Mientras el bus se demora por la homogénea verdura de la
pampa entre Rosario y Buenos Aires leo Futuro, del antropólogo Marc Augé, más
conocido por su fatigada etiqueta de los “no lugares”. Hacía mucho tiempo que no agarraba un libro
con tanta pasión. Cuando escribo estas líneas, esperando mi vuelo en el
aeropuerto Ezeiza, se me han acabado las ciento cincuenta y seis páginas. El libro
incluye una lectura de Madame de Bovary, una fenomenología de la vivencia
contemporánea del tiempo, un análisis etnológico de los nuevos lenguajes en los
que circulan términos como “innovación”, “emprendedores”, “redes sociales”, un
diagnóstico sobre cómo lo que llamamos crisis ha logrado transformar los
significados, una propuesta para recuperar la modestia de la ciencia frente a
las hipertrofias del sentido, la fe y la voluntad, una utopía educativa y una
modesta confesión de su extraña condición de viajero entre tierras y
disciplinas.
Considera Augé que Madame de Bovary es un relato que entendemos mejor ahora que cuando fue escrito: una mujer para quien no hay
futuro, que intenta escapar de un presente continuo cayendo en las trampas de
una cultura que se le ha vuelto jaula, que decide abandonar definitivamente
la esperanza de futuro mediante un triste suicidio. Todos somos la madame, como
dijo su autor, adictos a caer en trampas, imaginando relaciones que prometen
los escaparates de la sociedad de consumo y que niega la realidad.
La sociedad tradicional, premoderna, se asentó sobre una
cultura del pasado, se construyó sobre un sentido de las cosas, que nacía del
lenguaje y el relato de la tribu. La modernidad nació de la ruptura con el
pasado y de la promesa del futuro, de la sustitución del sentido por la
voluntad de ser.
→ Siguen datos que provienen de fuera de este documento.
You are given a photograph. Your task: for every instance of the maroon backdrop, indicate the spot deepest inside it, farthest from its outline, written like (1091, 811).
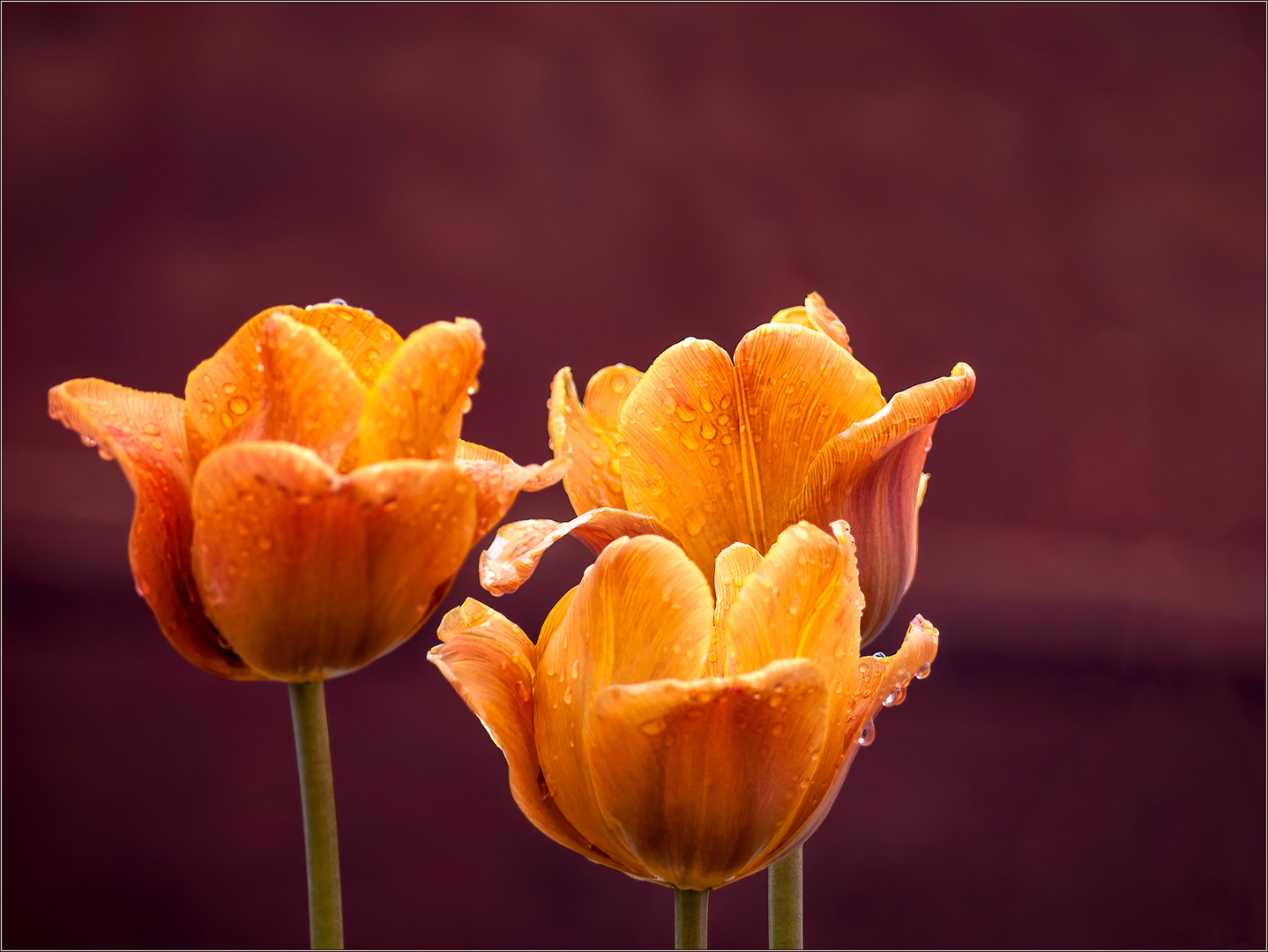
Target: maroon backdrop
(1070, 198)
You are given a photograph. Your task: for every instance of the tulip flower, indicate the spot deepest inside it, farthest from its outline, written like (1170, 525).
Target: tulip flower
(706, 450)
(309, 502)
(677, 733)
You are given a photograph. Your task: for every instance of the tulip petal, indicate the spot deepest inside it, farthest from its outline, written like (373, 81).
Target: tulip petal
(799, 388)
(588, 435)
(414, 408)
(498, 480)
(816, 316)
(492, 666)
(310, 575)
(689, 463)
(225, 394)
(870, 476)
(697, 776)
(518, 547)
(146, 434)
(643, 611)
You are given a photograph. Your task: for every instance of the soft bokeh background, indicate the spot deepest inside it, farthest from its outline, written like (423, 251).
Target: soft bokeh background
(1069, 198)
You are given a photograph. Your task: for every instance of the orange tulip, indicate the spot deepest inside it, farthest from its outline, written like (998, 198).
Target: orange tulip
(309, 503)
(706, 451)
(675, 734)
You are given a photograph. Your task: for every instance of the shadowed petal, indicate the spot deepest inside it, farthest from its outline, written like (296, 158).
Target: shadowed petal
(146, 434)
(870, 476)
(799, 388)
(518, 547)
(492, 666)
(588, 435)
(498, 480)
(311, 575)
(697, 776)
(414, 408)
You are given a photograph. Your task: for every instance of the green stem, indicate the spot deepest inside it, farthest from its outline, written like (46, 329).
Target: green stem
(317, 792)
(690, 918)
(784, 902)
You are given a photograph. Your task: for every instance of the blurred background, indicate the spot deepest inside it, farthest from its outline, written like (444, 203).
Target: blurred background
(1069, 198)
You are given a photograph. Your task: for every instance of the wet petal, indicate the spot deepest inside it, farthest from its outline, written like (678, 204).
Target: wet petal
(588, 435)
(498, 480)
(697, 776)
(311, 575)
(146, 434)
(799, 388)
(414, 408)
(518, 547)
(689, 463)
(492, 666)
(643, 611)
(870, 476)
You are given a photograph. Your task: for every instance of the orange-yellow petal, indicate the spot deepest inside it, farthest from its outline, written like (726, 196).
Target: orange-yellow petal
(414, 408)
(689, 460)
(310, 575)
(225, 394)
(799, 390)
(498, 480)
(588, 435)
(518, 547)
(697, 776)
(870, 476)
(643, 611)
(492, 666)
(146, 434)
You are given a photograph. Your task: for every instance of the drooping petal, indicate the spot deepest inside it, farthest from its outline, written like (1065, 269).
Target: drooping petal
(492, 666)
(689, 457)
(310, 575)
(518, 547)
(414, 408)
(146, 434)
(870, 476)
(588, 435)
(697, 776)
(225, 394)
(643, 611)
(799, 388)
(498, 480)
(816, 316)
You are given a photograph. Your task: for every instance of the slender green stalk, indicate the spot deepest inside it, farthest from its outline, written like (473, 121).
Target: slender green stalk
(784, 902)
(317, 792)
(690, 918)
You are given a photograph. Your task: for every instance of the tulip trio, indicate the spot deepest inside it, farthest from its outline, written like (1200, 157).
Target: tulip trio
(689, 711)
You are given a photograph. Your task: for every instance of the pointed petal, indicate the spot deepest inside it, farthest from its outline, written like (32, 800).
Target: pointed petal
(310, 575)
(816, 316)
(697, 776)
(643, 611)
(870, 476)
(498, 480)
(588, 436)
(685, 437)
(225, 394)
(414, 408)
(146, 434)
(799, 390)
(492, 666)
(518, 547)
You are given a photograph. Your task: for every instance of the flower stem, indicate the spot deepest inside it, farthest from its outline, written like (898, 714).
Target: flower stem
(784, 902)
(690, 918)
(317, 792)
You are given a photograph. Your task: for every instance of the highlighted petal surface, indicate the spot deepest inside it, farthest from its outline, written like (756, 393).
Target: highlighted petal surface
(697, 776)
(146, 434)
(310, 575)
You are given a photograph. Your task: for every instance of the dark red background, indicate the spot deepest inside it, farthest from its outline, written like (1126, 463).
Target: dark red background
(1070, 198)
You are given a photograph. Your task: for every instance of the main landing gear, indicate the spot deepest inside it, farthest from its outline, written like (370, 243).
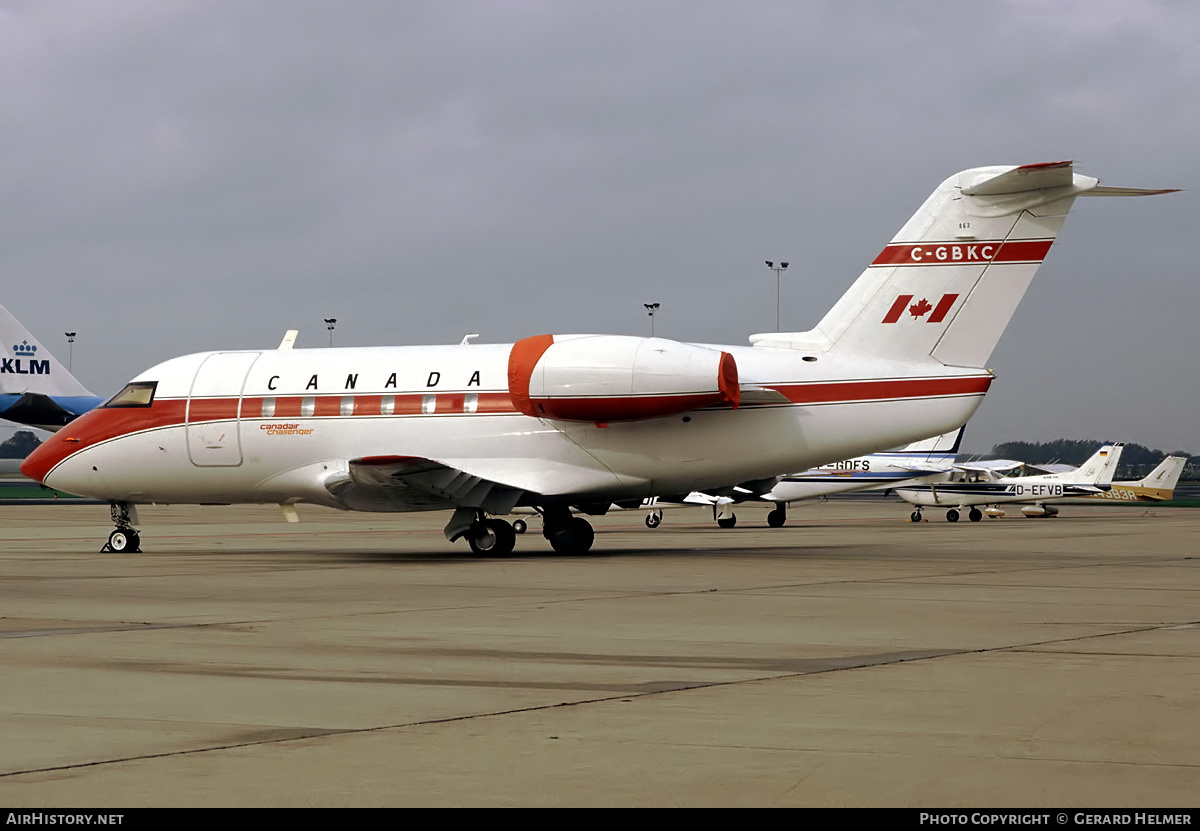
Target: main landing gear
(125, 539)
(491, 536)
(952, 515)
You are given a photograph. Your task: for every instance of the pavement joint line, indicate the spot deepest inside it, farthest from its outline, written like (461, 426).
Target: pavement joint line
(559, 705)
Las derivas del capitalismo fueron cerrando la historia. La
novela decimonónica dejó de ser la novela de los héroes prometeicos para
convertirse en el acta notarial del spleen de la vida cotidiana. Se produce así una
continuidad sin fisuras entre la Madame de Bovary de Gustave Flaubert y La
broma infinita de David Foster Wallace, donde ya han desaparecido el espacio y
el tiempo (los años se denominan por marcas comerciales, como las estaciones de
metro de Madrid). Como Emma, nos hemos vuelto adictos a una imaginación
impotente que no nos deja construir el porvenir atados a los brillos sin luz de
las pantallas. Baudelaire y Flaubert lo habían intuido, Walter Benjamin y Kafka
lo comenzaron a hacer explícito y hoy ya
lo sabemos todos. El futuro ha desaparecido. Se ha clausurado. El porvenir, el evento, el acontecimiento que
anuncia lo que será diferente se ha transformado en anuncio de Coca Cola. Esta es la tesis inquietante de Marc Augé.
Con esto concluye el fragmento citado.